We have continuously updated the player abilities we've offered over the years, keeping an eye on game balance. After ten years the spells have become pretty balanced, allowing players to attack others and defend themselves. We have recently made some changes to some of the spells that players have enjoyed, changing and adding some functionality, as well as fleshing out Jala, the previously sparse bardic school of magic. We are looking to continue adding new content in the future.

MMORPG.com: PvP is a very important part of MMORPGs, Meridian 59 helped lay the groundwork for that feature. How has PvP developed and changed over the life of your game?
Mike Emmons:

PvP is always dynamic, because the players are always changing. Sometimes the PvP is very low-keyed, with small skirmishes between people or a rogue PKer on the loose. Other times large guilds will clash and tremendous wars will engulf the entire server. It always tends to be a lot of fun.

Over the years, we've worked to make PvP more enjoyable for everyone. When Meridian 59 launched, the game was very old school, with open PvP and a very rough-and-tumble atmosphere. As people's tastes have mellowed, we've added more consequences for PvP while adding more options for people to engage in consensual fights. One such example is the guild war system.

MMORPG.com: What new options will guilds have to declare war on each other and begin open PvP campaigns?
Mike Emmons:

Near Death Studios, Inc. has taken guild war a little further than it was in the past. Warring with another guild was more symbolic, and as we've added more consequences for PvP we've given players more options to engage each other. When fighting with another guild none of the murder penalties that existed in the past apply. Also, when someone chooses to back out of a war, there is a cash penalty which is awarded to the other guild towards their hall rent or regular dues.

MMORPG.com: Explain the development of faction shields and how they help players with their PvP experience.
Mike Emmons:

Faction shields were implemented because players missed an old scenario that used to be in the game that was exploited in the past. In the new system, when a player becomes strong enough they can move beyond the regular level of membership in their faction and choose to become a soldier. This responsibility awards them a shield that is one of the few items which increases their stats. If they honor their faction by slaying opposing shield holders their rank in the factions army will rise, awarding them higher bonuses. This is another example of our consensual PvP systems in the game.

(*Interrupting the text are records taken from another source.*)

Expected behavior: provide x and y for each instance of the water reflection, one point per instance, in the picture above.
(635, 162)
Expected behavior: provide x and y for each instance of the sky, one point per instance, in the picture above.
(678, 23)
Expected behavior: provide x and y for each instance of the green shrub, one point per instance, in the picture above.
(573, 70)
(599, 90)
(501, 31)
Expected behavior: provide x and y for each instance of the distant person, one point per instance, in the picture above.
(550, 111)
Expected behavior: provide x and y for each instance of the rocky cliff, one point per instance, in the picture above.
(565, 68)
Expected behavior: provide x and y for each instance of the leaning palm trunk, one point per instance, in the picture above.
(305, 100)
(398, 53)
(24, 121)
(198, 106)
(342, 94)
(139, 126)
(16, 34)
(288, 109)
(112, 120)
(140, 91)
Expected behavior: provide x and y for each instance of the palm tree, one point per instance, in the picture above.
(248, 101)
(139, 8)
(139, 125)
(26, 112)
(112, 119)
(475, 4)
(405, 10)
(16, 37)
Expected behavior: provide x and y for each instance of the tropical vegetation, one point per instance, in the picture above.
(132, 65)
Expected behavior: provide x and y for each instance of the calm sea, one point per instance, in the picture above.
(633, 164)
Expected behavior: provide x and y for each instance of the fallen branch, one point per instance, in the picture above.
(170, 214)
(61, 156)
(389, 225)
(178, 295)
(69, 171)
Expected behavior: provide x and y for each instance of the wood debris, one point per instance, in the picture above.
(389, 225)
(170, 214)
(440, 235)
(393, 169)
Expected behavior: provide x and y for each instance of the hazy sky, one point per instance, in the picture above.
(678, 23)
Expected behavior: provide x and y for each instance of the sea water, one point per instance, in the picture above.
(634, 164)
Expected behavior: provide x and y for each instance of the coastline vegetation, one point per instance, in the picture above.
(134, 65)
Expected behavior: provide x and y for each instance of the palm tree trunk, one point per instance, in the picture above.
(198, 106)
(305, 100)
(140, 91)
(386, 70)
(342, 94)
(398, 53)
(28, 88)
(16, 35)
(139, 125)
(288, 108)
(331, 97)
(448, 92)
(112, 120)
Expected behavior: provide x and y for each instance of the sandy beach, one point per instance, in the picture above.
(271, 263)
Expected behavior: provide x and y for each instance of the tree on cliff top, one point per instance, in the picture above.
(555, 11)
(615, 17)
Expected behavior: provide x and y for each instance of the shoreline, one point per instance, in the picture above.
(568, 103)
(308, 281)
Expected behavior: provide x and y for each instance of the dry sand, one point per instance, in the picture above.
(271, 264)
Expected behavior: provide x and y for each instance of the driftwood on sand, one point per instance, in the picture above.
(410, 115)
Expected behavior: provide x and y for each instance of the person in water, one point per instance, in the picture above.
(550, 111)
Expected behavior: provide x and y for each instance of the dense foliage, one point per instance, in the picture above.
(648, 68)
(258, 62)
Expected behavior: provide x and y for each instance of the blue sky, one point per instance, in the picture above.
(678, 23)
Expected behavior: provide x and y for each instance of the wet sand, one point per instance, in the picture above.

MMORPG.com: Give us some insight into in-game Frenzies.
Mike Emmons:

Frenzies are possibly one of the favorite features for the players. About once every couple of weeks we save the servers and run what basically amounts to a PvP free-for-all. The skies turn red and no one is safe, unless they take refuge inside of an inn. We hand out reagents to everyone and the fighting goes on for over an hour. Occasionally, we will separate the servers into teams and keep score of the fighting. After the hour and a half, we bring the servers down, run regular maintenance, and the game is restored to the state it was in directly before the frenzy. It’s a great way for everyone to work out aggression and have fun while testing out PvP strategies.